While easyJet is not the first carrier to take delivery of an A320NEO, last week’s ceremony marked the 300th A320 Family member to join the airline’s fleet, a milestone commemorated by a special livery and by a particularly lavish celebration at the Airbus complex in Toulouse.
The occasion also allowed Airbus to show off the A320 final assembly line, or FAL, at Toulouse, now in constant motion with three others around the world as the manufacturer deals with the 5,000-plus firm orders for the aircraft.
A feature of the easyJet handover ceremony, attended by airline CEO Carolyn McCall, Airbus CEO Tom Enders, Airbus Commercial Aircraft president Fabrice Bregier and CFM International CEO Gaël Méheust, was the emphasis placed by McCall on the importance to the company of the LEAP-1A.
This is one of two engine choices for the NEO family. The other is the PurePower PW1100G-JM from Pratt & Whitney, which powers the Lufthansa A320NEOs and like the CFM model is designed to be especially environmentally friendly. This last fact enabled McCall to announce that with the addition of the A320NEO and A321NEO to the future easyJet fleet and with further planned efficiency improvements, the airline had now set itself a new, tougher carbon emissions target of 72 grams by 2022 – a 10% reduction from today's performance and a 38% improvement from 2000.
According to Airbus figures, the NEO compared to previous aircraft saves up to 15% in fuel burn and CO2 emissions and reduces noise pollution by half on take-off and landing. The easyJet model will be based at Luton Airport and began operating commercial flights on Friday to Amsterdam, Madrid and Edinburgh.
McCall said as well as the environmental considerations, the aircraft would also help easyJet to reduce costs, giving a cost-per-seat saving of up to 7% over the current A320, which itself had a cost saving benefit of up to 8% over the A319. "We strive to do this in the right way by reducing our carbon and noise impact on the environment and local communities. By using modern Airbus aircraft and flying them efficiently we have reduced the carbon impact of our flights by a third since 2000. “This benefit will enable easyJet to continue to offer our famous low fares helping to connect people across Europe for work and play.”
McCall said easyJet was also looking forward to receiving the A321NEO in the future with its longer range and 235-seat configuration. This follows the airline’s announcement last month that it was converting 30 of its A320neo orders to the A321neo version as part of the existing easyJet Airbus framework agreement signed in 2013. First delivery is expected in July next year. The airline says the A321neo will enable it to continue to grow in slot constrained airports with an increase in seats per flight of around 30% compared to an A320 and 50% when replacing an A319 while benefitting from the lowest operating costs in the single-aisle aircraft category.

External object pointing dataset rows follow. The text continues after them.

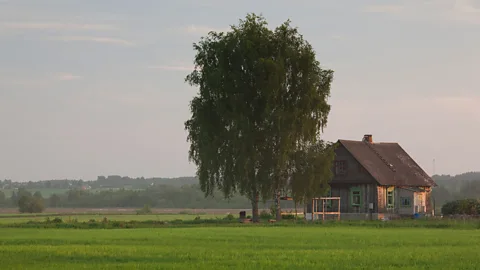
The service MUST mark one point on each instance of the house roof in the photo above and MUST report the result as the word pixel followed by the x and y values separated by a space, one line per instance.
pixel 388 163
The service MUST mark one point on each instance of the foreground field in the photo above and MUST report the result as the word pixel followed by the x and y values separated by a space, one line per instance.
pixel 247 247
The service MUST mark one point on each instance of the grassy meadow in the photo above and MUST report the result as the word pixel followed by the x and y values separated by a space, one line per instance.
pixel 243 247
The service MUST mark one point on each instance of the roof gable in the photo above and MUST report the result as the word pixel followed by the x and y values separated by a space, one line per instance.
pixel 388 163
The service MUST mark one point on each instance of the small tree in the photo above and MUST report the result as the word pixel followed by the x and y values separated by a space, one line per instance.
pixel 54 200
pixel 262 97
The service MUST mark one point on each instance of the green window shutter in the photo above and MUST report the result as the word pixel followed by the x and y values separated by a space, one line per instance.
pixel 356 198
pixel 391 197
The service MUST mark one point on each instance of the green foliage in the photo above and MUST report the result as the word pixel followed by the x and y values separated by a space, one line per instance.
pixel 262 97
pixel 3 198
pixel 266 215
pixel 312 170
pixel 462 207
pixel 30 204
pixel 145 210
pixel 228 217
pixel 54 200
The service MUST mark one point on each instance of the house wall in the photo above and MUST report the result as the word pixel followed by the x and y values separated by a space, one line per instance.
pixel 368 195
pixel 355 174
pixel 404 193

How this translates to the shopfloor was demonstrated at the A320 final assembly line, where the aircraft are being put together at a high rate. Toulouse is home to one such facility; it was then supplemented by a second at Hamburg to cope with demand for the A320 and later by a third installation in Tianjin – the first Airbus assembly line to be located outside Europe. The company has now also expanded this production network to the US, with a facility in Alabama.
Fuselages for the A320 arrive from the manufacturing plants, usually aboard the distinctive Airbus A300-600ST Beluga Super Transporter, in two segments, which are joined at Station 41 to begin the aircraft build-up sequence. The completed fuselage is lifted into duplicated positions, designated Station 40 and 35, where the two wings are mated, along with the integration of engine pylons and landing gear.
The aircraft then move to a multi-purpose bay for system tests, and are then readied for cabin installation. This clears the way for the final operations: engine installation, fuel and pressurisation tests, painting, engine run-up and flight testing, followed by aircraft acceptance and delivery.